The output can be seen on my personal server at. http://74.117.63.249/test.php

If anyone could help me create a script that could take this output and export to a CSV I would greatly appreciate it. I am looking to keep a historical track of our stats so the CSV will be appended each time the Cron job runs.

Host Ahead
02-28-2010, 05:35 PM
You will have to parse the html further. Run the HTML tree down to extract the single values and then concatenate the strings into comma-seperated strings. To do this you will have to examine the HTML file further and extract the patterns and exceptions to layout that exist. You could try to use some xml parser (if it is valid XHTML) to parse the HTML.

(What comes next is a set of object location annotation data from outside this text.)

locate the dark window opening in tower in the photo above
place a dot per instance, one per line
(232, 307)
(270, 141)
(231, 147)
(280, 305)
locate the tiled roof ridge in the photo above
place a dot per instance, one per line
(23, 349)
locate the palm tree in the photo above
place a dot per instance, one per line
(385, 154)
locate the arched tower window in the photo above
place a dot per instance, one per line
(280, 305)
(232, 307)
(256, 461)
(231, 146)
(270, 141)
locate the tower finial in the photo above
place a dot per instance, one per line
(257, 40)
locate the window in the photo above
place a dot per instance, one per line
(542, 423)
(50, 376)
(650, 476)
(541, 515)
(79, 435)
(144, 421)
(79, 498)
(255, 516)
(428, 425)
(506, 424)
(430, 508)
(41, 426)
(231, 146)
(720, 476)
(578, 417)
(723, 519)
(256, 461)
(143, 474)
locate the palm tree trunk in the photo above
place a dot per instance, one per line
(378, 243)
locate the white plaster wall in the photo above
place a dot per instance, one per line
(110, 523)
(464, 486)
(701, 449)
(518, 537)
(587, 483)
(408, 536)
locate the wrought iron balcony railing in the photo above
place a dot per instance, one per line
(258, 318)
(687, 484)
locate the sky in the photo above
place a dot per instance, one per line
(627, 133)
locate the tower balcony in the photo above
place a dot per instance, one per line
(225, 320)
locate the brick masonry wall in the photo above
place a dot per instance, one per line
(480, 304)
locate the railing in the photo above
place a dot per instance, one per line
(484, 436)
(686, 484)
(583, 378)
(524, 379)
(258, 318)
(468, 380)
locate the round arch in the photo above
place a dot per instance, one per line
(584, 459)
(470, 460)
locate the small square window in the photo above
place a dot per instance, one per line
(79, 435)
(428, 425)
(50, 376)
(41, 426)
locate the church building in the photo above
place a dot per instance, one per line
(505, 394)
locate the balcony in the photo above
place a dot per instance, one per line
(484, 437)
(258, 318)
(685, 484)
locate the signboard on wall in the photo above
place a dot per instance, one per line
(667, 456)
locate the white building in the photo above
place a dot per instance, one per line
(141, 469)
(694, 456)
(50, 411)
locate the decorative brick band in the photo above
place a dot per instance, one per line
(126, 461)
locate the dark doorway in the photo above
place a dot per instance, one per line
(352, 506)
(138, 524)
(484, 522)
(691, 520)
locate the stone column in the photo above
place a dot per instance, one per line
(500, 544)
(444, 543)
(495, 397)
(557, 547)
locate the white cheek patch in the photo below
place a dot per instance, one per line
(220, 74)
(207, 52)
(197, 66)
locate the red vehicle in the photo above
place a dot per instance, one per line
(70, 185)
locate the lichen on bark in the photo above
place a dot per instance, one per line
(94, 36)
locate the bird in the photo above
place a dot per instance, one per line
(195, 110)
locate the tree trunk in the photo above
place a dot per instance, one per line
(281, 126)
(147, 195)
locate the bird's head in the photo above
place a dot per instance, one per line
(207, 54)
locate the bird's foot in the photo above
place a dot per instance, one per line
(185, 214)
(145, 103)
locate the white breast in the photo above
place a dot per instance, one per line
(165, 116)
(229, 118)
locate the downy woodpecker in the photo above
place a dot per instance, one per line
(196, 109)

If you have that you can attach these strings into a csv.

KenCoble
03-01-2010, 01:17 PM
Don't suppose anyone could look at the source and help me along? I'm horrible at this and even with the snippet of the regex it took me a while to parse and scrape what I have.

KenCoble
03-02-2010, 05:41 AM
Ok this is sorted using Python. You can close this out if you'd like mods.

Capricorn
03-02-2010, 11:15 AM
You will have to parse the html further. Run the HTML tree down to extract the single values and then concatenate the strings into comma-seperated strings. To do this you will have to examine the HTML file further and extract the patterns and exceptions to layout that exist. You could try to use some xml parser (if it is valid XHTML) to parse the HTML.

If you have that you can attach these strings into a csv.

I second this. It's exactly how I would approach it, though I wouldn't mess around with xhtml unless I had to. You might also want to make sure to put error checks in case the page format changes you can be alerted. I got burned when yahoo stock options changed their format last month after being the same for years and years.